1964 folk song by Hamilton Camp

"Pride of Man" is a 1964 song by Hamilton Camp. It is Camp's best-known composition.

Rife with apocalyptic imagery and religious language ("Can't you see that flash of fire / Ten times brighter than the day... Shout a warning to the nations that the sword of God is raised / On Babylon that mighty city, rich in treasure, wide in fame... Oh God, the pride of man, broken in the dust again"), the song was written shortly after Camp's initiation into the Subud spiritual movement.

"Pride of Man" debuted on Camp's 1964 album Paths of Victory, but achieved more notice when covered by Gordon Lightfoot on his 1966 debut album Lightfoot!. "Pride of Man" was the opening track on Quicksilver Messenger Service's eponymous 1968 debut album and was released as a single on the B-side of "Dino's Song"; Rolling Stone described this version as having been "carr[ied] off admirably". Quicksilver Messenger Service regularly performed the song in concert.

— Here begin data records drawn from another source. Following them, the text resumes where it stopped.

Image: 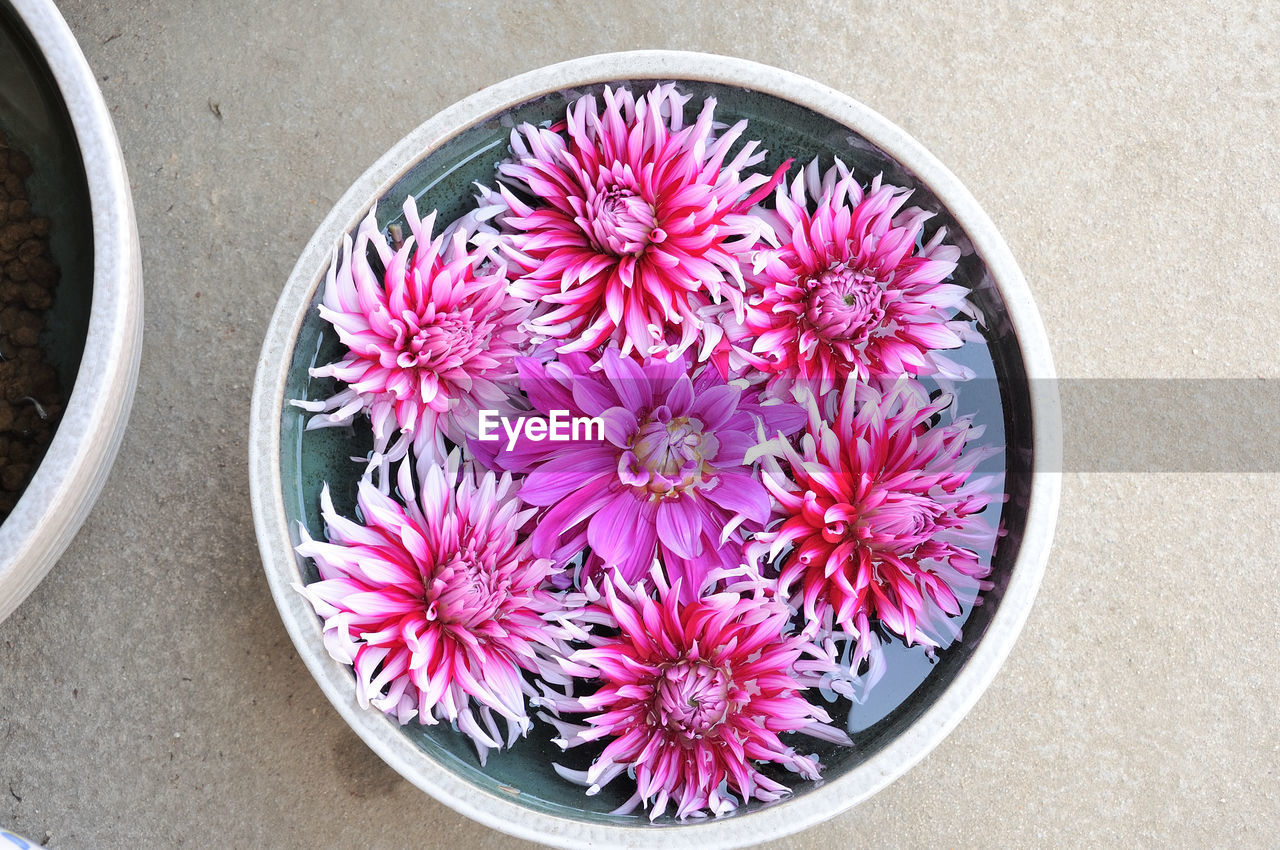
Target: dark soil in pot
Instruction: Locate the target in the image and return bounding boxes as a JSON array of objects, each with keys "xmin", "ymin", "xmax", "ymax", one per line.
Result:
[{"xmin": 0, "ymin": 133, "xmax": 64, "ymax": 522}]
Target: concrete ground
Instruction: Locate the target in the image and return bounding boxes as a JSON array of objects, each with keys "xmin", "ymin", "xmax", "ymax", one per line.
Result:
[{"xmin": 0, "ymin": 0, "xmax": 1280, "ymax": 850}]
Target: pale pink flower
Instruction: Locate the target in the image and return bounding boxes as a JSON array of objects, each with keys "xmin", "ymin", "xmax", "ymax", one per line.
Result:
[
  {"xmin": 541, "ymin": 566, "xmax": 851, "ymax": 819},
  {"xmin": 748, "ymin": 378, "xmax": 1002, "ymax": 666},
  {"xmin": 485, "ymin": 84, "xmax": 786, "ymax": 360},
  {"xmin": 297, "ymin": 453, "xmax": 567, "ymax": 763},
  {"xmin": 471, "ymin": 348, "xmax": 804, "ymax": 595},
  {"xmin": 730, "ymin": 160, "xmax": 973, "ymax": 397},
  {"xmin": 294, "ymin": 197, "xmax": 531, "ymax": 469}
]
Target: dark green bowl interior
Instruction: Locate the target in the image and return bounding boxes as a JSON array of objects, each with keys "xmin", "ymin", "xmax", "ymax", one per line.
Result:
[
  {"xmin": 280, "ymin": 81, "xmax": 1030, "ymax": 824},
  {"xmin": 0, "ymin": 0, "xmax": 93, "ymax": 435}
]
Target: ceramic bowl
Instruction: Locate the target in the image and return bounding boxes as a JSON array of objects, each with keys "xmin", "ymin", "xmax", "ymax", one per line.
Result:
[
  {"xmin": 250, "ymin": 51, "xmax": 1059, "ymax": 847},
  {"xmin": 0, "ymin": 0, "xmax": 142, "ymax": 620}
]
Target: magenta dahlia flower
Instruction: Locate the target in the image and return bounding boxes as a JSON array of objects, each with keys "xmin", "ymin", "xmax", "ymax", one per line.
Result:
[
  {"xmin": 297, "ymin": 453, "xmax": 568, "ymax": 764},
  {"xmin": 540, "ymin": 566, "xmax": 851, "ymax": 819},
  {"xmin": 750, "ymin": 378, "xmax": 1001, "ymax": 662},
  {"xmin": 731, "ymin": 160, "xmax": 973, "ymax": 397},
  {"xmin": 486, "ymin": 84, "xmax": 786, "ymax": 360},
  {"xmin": 472, "ymin": 348, "xmax": 804, "ymax": 595},
  {"xmin": 294, "ymin": 197, "xmax": 532, "ymax": 466}
]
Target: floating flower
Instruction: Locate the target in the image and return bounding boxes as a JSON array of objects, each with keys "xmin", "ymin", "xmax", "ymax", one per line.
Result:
[
  {"xmin": 750, "ymin": 379, "xmax": 1000, "ymax": 662},
  {"xmin": 486, "ymin": 84, "xmax": 786, "ymax": 360},
  {"xmin": 472, "ymin": 348, "xmax": 804, "ymax": 595},
  {"xmin": 543, "ymin": 565, "xmax": 851, "ymax": 819},
  {"xmin": 294, "ymin": 197, "xmax": 531, "ymax": 465},
  {"xmin": 732, "ymin": 160, "xmax": 972, "ymax": 397},
  {"xmin": 297, "ymin": 453, "xmax": 567, "ymax": 764}
]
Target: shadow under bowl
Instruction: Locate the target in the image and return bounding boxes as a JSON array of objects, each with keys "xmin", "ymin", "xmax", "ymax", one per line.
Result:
[{"xmin": 0, "ymin": 0, "xmax": 142, "ymax": 621}]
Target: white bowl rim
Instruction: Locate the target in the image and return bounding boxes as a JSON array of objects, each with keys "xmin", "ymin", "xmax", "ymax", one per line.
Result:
[
  {"xmin": 0, "ymin": 0, "xmax": 142, "ymax": 621},
  {"xmin": 250, "ymin": 50, "xmax": 1061, "ymax": 847}
]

Gram Parsons' cover was included on the album Another Side of This Life: The Lost Recordings of Gram Parsons, released in 2000 but recorded in 1965 and 1966. The song has been covered by other musicians, such as Tony Rice on Church Street Blues (1983), Ted Quinn on Help Wanted, and Punch Brothers on Hell on Church Street. Camp's version of the song was re-released on the 2006 five-disc compilation album Forever Changing — The Golden Age of Elektra Records - 1963-1973.